Executing the migration

Since no message should get lost or take too long to be processed, we could only migrate a part of it to the new cluster. We decided to go by roughly half, partly because it made sense to have enough capacity remaining on the old and already enough capacity on the new, and partly because that is how our deployment was split up anyway.

Therefore we first started to deploy one half of the instances of services with only consumers. Any messages still being published on the old cluster would then be consumed by the remaining instances. The queues, bindings and exchanges are already created on the new cluster.

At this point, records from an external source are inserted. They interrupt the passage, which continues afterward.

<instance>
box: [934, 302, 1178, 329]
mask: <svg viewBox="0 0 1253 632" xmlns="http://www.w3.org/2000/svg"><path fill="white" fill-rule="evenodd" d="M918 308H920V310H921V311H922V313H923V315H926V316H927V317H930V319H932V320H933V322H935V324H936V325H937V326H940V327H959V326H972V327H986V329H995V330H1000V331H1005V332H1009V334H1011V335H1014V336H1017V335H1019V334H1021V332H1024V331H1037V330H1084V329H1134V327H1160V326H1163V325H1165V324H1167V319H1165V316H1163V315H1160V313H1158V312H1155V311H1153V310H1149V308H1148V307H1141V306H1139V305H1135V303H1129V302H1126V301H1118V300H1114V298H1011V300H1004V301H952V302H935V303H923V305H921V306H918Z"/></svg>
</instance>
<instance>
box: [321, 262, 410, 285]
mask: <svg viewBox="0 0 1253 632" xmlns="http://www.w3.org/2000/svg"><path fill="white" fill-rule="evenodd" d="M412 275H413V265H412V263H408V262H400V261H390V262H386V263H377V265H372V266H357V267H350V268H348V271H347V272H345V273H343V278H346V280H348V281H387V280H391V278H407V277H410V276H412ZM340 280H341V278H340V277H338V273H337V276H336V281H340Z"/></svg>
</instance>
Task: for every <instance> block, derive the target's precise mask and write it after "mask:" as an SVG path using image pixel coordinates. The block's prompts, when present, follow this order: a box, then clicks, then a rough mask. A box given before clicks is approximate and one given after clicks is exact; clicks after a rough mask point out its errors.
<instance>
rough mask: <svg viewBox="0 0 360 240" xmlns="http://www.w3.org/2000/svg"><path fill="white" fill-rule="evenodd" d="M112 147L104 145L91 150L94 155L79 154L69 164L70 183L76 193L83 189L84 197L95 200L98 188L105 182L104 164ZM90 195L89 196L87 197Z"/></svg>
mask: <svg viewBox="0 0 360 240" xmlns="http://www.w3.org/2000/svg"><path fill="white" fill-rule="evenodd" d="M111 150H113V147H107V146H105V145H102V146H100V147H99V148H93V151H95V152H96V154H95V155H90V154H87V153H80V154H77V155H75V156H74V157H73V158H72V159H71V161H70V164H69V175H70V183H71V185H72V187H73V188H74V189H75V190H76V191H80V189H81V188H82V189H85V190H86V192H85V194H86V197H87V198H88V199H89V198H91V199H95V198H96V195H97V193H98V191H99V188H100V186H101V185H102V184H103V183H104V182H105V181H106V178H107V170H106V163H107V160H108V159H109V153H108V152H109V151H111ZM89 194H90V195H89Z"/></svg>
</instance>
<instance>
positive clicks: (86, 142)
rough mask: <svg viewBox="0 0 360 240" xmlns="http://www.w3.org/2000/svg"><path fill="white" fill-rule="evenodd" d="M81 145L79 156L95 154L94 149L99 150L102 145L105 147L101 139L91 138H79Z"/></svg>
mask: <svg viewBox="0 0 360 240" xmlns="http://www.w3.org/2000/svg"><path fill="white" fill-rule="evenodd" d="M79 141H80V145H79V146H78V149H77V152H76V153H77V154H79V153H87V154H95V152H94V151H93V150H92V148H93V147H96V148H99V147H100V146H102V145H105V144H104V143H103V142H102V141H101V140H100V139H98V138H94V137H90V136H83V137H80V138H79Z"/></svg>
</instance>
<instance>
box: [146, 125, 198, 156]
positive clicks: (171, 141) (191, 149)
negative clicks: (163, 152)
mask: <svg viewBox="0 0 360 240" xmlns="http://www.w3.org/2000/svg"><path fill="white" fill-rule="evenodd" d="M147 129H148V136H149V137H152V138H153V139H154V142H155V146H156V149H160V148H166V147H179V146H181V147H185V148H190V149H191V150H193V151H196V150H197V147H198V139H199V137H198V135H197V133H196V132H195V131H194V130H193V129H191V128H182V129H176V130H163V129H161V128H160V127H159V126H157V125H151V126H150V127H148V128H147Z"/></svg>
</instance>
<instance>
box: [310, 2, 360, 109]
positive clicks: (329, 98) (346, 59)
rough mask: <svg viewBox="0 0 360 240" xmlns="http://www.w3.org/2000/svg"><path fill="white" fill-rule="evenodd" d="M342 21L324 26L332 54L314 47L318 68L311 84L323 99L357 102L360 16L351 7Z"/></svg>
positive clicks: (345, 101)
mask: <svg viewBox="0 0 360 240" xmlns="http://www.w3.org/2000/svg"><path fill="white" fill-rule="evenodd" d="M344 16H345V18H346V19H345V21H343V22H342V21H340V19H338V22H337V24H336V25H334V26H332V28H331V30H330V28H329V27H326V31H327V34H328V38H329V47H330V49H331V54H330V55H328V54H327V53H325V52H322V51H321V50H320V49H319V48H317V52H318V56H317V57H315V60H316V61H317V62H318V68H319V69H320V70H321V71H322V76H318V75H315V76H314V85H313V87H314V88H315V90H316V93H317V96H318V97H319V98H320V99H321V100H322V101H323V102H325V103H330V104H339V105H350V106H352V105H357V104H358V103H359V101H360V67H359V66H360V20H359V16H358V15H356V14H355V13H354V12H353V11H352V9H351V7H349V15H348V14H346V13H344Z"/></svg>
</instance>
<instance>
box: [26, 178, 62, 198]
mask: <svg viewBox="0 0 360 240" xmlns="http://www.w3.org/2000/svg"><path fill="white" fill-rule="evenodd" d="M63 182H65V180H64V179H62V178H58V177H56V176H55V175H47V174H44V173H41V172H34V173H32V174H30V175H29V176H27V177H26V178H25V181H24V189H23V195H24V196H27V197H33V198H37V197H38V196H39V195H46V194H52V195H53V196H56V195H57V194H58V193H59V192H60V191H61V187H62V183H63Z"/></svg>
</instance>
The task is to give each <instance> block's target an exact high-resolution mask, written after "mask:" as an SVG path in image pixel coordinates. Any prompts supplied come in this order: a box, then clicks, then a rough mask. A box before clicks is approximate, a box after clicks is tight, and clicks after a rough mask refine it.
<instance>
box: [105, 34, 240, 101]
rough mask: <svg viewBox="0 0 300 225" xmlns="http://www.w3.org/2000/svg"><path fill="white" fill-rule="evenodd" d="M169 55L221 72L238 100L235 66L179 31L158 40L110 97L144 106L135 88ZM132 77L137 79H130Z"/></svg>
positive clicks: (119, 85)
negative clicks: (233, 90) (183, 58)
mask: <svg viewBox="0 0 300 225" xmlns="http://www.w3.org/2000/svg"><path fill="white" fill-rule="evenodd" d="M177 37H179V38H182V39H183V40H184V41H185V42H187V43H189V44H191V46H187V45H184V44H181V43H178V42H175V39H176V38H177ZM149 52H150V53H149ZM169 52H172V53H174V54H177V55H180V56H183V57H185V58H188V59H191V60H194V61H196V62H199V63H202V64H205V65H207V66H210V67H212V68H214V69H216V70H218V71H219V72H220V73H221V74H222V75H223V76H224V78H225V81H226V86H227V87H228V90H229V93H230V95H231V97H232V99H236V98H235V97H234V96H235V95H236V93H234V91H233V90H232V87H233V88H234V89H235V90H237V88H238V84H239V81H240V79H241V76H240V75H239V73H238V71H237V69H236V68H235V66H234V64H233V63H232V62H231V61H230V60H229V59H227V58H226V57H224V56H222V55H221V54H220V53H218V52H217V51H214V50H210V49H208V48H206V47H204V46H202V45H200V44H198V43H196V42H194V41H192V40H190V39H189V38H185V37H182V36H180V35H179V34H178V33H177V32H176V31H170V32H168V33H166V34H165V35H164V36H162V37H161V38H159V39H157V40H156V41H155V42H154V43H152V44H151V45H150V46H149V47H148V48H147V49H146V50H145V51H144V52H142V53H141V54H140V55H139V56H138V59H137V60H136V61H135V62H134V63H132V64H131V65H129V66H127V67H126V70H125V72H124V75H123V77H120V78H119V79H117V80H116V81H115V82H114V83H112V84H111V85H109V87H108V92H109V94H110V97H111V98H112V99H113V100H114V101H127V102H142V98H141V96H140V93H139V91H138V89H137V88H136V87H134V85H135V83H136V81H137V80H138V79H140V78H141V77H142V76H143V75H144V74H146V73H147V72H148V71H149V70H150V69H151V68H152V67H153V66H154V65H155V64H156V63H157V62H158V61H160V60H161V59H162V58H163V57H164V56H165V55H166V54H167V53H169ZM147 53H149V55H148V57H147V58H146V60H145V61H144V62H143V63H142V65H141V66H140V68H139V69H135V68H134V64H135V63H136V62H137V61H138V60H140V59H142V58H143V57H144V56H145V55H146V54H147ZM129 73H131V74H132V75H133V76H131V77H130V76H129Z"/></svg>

Step by step visualization of the migration, moving service by service to the new cluster

This made us ready to deploy services with producer capability, assuming that all the corresponding consumers were already running with half their capacity.
This enabled us to already process messages published onto the new cluster without losing any messages.

We then went through the list of migrations by building up and tearing down a stack: For the first half we metaphorically speaking, add an element onto the stack, for the second half we would then take the element of the stack and deploy that service.
This allowed us to not publish messages onto the old cluster anymore, while still having the remaining messages consumed.

Stray/left-over messages

Once everything was migrated, we still had a few messages left in the queues, because we are utilizing dead-letter exchanges for delaying repeated processing.

For these messages, which might sit there for a few hours in some instances, we wrote a migration script. This script which would check each of the queues on the new cluster and check if there are messages on the old cluster.
Any queue on the new cluster must also be on the old cluster, so this was an additional check that we had not forgotten anything that is actually used. The old cluster might still have queues that we were no longer using and forgot to clean up though.

The script would then consume the messages from the old and publish them to the new cluster, including all of its properties.
The only thing we could not really migrate was how long a message might have already been waiting inside of a delay queue. So if there was a timeout on the queue, this would result in a restart on the new cluster.
Fortunately for us, this was not an issue, because all affected messages were in a sort of busy waiting state where the final "expiration" is a property on the message, which is checked by an intermediary consumer.

Once all the messages were published on the new cluster, we were done and everything was still running.